Non-oil Sector: A broad-based improvement
Non-oil real GDP grew by 2.26% y/y in Q4-2019, an improvement from 1.85% in Q3-2019 albeit lower in comparison to 2.70% in Q4-2018. Specifically, the Agriculture sector grew by 2.31% (vs 2.28% in Q3-19 and 2.46% in Q4-18) and Services sector grew by 2.60% in Q4-2019 (vs 1.87% in Q3-2019 and 2.90% in Q4-2018).
Overall, the performance for the Non-oil sector was slightly better in FY-2019, up 2.06% vs 2.0% in FY-2018. Also, the contribution of the Non-oil sector to GDP came in at 91.22% in 2019 vs 91.41% in 2018.
Agriculture: A better year for crop production and fishing
The Agriculture sector GDP grew 2.31% y/y in Q4-2019, slightly better than Q3-2019 growth of 2.28% y/y but slower compared to Q4-2018’s growth of 2.46%. Dissecting the components of the sector, Crop production sub-sector which contributes c. 90.0% of the sector’s GDP spurred the overall growth with an uptick of 2.52% in Q4-2019 (better performance when compared to the growth of 2.41% in Q3-2019 and 2.48% in Q4-2018). Similarly, the Forestry sub-sector grew by 2.33% (vs 1.68% in Q3-2019 and 1.97 in Q4-2018). Surprisingly, growth in forestry came in at 1.26% in Q4-2019 (vs 3.78% in Q3-2019 and 1.74% in Q4-2018). On the other hand, Livestock sub-sector contracted by 0.20% (vs 0.02% in Q3-19 and 2.35% in Q4-18). Overall, the Agric sector output rose by 2.36% y/y in FY-2019, faster than 2.12% in FY-2018.
Manufacturing sector growth expands by to 1.24%
In line with Manufacturing PMI estimates for Q4-2019, the Manufacturing GDP expanded by 1.24% y/y, higher when compared to Q3-2019’s 1.10% growth and lower than Q4-2018’s 2.35%. Notably, the uptick in manufacturing GDP was driven by growth in the Plastic and Rubber products (+3.08% y/y) and Food, Beverage & Tobacco (+2.69% y/y).
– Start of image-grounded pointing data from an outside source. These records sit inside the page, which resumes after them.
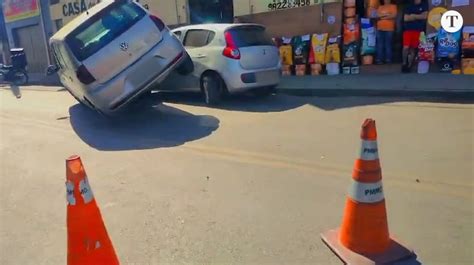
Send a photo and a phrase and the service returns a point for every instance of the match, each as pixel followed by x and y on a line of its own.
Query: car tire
pixel 186 67
pixel 213 88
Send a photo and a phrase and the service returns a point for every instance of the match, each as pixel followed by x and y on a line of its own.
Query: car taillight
pixel 231 50
pixel 84 76
pixel 158 22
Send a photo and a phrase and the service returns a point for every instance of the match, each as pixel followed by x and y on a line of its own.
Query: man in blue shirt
pixel 414 19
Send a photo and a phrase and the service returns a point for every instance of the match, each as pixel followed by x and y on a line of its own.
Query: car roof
pixel 61 34
pixel 216 26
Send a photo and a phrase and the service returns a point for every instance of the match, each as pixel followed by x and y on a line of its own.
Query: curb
pixel 338 92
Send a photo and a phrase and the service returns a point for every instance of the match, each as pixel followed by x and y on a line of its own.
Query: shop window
pixel 198 38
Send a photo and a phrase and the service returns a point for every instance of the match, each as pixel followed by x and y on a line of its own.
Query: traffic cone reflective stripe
pixel 364 237
pixel 88 241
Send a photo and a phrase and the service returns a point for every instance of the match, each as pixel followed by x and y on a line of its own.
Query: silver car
pixel 228 58
pixel 113 53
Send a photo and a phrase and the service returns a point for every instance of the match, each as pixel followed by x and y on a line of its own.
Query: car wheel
pixel 213 88
pixel 265 91
pixel 186 67
pixel 20 78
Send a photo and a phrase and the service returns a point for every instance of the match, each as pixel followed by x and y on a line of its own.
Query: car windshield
pixel 246 36
pixel 103 28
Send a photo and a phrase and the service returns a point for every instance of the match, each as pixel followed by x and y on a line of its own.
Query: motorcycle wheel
pixel 20 77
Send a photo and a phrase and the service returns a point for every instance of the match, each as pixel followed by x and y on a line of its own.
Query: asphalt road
pixel 254 181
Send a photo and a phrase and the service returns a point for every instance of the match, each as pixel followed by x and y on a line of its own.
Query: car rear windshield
pixel 103 28
pixel 245 36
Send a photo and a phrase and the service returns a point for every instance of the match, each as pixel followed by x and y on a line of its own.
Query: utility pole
pixel 4 38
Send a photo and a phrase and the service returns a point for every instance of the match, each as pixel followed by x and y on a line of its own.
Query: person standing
pixel 386 15
pixel 414 19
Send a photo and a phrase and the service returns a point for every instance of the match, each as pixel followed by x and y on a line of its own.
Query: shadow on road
pixel 278 103
pixel 239 102
pixel 144 128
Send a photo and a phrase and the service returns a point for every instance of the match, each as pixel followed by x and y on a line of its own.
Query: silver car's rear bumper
pixel 234 80
pixel 138 77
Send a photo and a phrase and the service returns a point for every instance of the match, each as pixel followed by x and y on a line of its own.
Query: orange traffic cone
pixel 87 238
pixel 363 237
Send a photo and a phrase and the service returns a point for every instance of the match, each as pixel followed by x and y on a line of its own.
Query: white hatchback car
pixel 227 58
pixel 114 52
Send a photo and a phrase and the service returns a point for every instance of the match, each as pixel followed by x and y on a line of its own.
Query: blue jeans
pixel 384 46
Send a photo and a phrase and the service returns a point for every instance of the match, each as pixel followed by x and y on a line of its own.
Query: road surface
pixel 254 181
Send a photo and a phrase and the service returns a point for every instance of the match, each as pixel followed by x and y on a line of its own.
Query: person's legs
pixel 380 46
pixel 388 38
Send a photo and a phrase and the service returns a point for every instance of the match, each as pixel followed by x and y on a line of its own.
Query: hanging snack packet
pixel 300 49
pixel 448 44
pixel 333 52
pixel 318 47
pixel 368 37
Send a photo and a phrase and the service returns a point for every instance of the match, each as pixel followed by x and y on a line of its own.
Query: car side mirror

However, major drags to growth came from Oil Refining (-25.71% y/y) as well as Motor vehicles & Assembly (-2.13% y/y). In summary, the stronger upticks recorded in the 10 of 13 subsectors of the Manufacturing GDP buoyed the aggregate output. In terms of contribution to overall GDP, the Manufacturing sector contributed 8.74% to GDP (same as Q3-2019 but lower than 8.86% recorded in Q4-2018).
FY-2020 Outlook: Another year of sub-optimal growth?
Updating our GDP model with the latest numbers as well as factoring the recent CBN’s pro-growth policy drive, we expect the momentum in the Nigerian economy to improve relative to FY-2019, but remain at a sub-optimal level of 2.36% y/y in FY-2020 – below population growth of 2.6%.
Our view is that the CBN’s unorthodox monetary policies will keep cost of capital low through 2020 and encourage domestic borrowings as well as investment by local corporates for expansion purposes. However, we believe faster GDP growth is unlikely in the near term, given the ongoing necessary but conflicting fiscal policy actions (e.g. the recent move to increase VAT, possible hike in electricity tariffs) may hurt consumption. Also, the continued closure of the land borders may hurt aggregate demand as a result of increased prices but has a positive effect on local production. In addition, subsisting concerns around policy unpredictability which has been one of the biggest impediments to FDI flows and investment generally, as well as the reluctance to implement reforms that will spur private sector growth is worrisome. A tepid outlook for crude oil prices amid demand shortages and the likelihood of a deeper supply cut in Mar-2020 suggest a negative impact on the broader growth number. Finally, the time span required to fix power and other critical infrastructure that will ease the cost of doing business and other structural impediments is a factor that may subdue growth in the interim.